Independence was supposed to give way to democracy. Instead it has given way one man rule. According to CNN: Although Nazarbayev “has declared that he supports democracy in principle, he has warned that implementing it too swiftly could result in dangerous instability. What that means in practice is that power is concentrated almost exclusively in the hands of Nazarbayev and his ruling Otan party, with opposition parties suffering from suppression and intimidation (independent observers found serious flaws in the presidential elections of December 2005, which returned Nazarbayev for another seven year term with 90 percent of the vote). Nazarbayev's daughter, Dariga, is head of the official state news agency, and is widely expected to replace her father when he eventually hands over the reins of power.” [Source: CNN, October 31, 2006]

According to the U.S. Department of State: “ The Republic of Kazakhstan has a government system dominated by President Nursultan Nazarbayev and the ruling Nur Otan Party. The constitution concentrates power in the presidency. The president controls the legislature and the judiciary as well as regional and local governments. Changes or amendments to the constitution require presidential consent. The 2012 national elections for the Mazhilis (lower house of parliament) fell short of international standards, as did the 2011 presidential election, in which President Nazarbayev received 95 percent of the vote. Civilian authorities maintained effective control over the security forces. [Source: “Country Reports on Human Rights Practices for 2014: Kazakhstan,” Bureau of Democracy, Human Rights and Labor, U.S. Department of State *]

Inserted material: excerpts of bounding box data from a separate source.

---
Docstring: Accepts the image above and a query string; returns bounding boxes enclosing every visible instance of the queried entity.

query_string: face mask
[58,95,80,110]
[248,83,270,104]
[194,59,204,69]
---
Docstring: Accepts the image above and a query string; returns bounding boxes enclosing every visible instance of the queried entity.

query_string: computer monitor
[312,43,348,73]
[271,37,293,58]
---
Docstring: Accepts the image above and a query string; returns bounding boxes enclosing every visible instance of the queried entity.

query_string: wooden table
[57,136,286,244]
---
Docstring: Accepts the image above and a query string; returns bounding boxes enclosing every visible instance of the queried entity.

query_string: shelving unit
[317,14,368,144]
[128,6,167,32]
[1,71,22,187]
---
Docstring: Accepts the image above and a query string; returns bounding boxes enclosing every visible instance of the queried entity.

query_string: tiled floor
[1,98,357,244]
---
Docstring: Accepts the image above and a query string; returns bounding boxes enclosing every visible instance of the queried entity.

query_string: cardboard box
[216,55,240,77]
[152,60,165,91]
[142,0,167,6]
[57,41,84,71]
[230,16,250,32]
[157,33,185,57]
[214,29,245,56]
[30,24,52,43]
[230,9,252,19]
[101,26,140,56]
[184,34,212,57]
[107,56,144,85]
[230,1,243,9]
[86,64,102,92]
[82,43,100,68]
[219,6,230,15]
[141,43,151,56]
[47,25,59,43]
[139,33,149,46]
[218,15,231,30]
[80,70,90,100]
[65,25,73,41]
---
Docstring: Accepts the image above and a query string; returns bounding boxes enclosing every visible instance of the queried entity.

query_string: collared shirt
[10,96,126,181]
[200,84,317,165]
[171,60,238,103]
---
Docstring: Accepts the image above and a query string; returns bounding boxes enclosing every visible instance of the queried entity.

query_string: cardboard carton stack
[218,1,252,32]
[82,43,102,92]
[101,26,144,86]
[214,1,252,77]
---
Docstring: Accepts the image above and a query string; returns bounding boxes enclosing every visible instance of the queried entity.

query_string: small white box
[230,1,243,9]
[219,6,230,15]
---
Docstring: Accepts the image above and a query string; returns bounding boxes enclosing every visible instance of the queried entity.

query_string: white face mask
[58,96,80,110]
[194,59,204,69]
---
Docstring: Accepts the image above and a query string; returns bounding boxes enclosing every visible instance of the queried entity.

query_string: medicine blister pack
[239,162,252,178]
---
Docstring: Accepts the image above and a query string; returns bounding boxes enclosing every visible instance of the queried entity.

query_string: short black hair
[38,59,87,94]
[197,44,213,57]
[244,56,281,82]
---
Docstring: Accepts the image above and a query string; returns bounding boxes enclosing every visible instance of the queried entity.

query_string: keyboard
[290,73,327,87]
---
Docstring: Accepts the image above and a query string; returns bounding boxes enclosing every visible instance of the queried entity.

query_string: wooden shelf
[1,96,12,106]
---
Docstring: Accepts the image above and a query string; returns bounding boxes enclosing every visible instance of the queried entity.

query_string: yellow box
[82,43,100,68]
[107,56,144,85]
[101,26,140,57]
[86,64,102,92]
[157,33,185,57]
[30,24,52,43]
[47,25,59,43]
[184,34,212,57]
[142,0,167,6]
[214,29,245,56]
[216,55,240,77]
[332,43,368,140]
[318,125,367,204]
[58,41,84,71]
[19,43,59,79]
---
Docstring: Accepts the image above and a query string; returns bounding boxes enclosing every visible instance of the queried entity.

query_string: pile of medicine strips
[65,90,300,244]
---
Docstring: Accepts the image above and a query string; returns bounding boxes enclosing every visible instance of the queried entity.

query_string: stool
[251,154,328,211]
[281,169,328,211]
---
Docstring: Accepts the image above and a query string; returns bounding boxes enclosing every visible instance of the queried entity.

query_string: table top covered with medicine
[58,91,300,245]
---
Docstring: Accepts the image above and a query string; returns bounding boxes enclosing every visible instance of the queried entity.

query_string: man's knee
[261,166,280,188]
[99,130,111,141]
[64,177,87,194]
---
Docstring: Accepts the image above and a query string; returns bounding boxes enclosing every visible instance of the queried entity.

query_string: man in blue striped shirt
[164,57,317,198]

The strong presidential system is prescribed in the 1993 constitution and was reinforced by dismissal of parliament . The new constitution, approved in the August 1995 referendum, mandates bicameral parliament and increases presidential power. Parliamentary election for both houses were held December 1995. Kazakhstan’s provinces and main cities are run by executives appointed by the national president. [Source: Library of Congress, March 1996 *]

Structure of Government

Government type: Kazakhstan is a secular state and presidential republic with an authoritarian president. There are three branches: 1) the executive branch under the control of the president; 2) a legislative branch with a two-house parliament. largely is under the president's control; and 3) a judicial branch with courts also largely under the president.

The postindependence government was structured by the 1993 constitution with a strong executive branch, a parliament, and a judicial branch. In practice, the administration of Nursultan Nazarbayev dominated governance sufficiently to impel the writing of a new constitution providing justification for the one-man rule that developed in the early 1990s. [Source: Library of Congress, March 1996 *]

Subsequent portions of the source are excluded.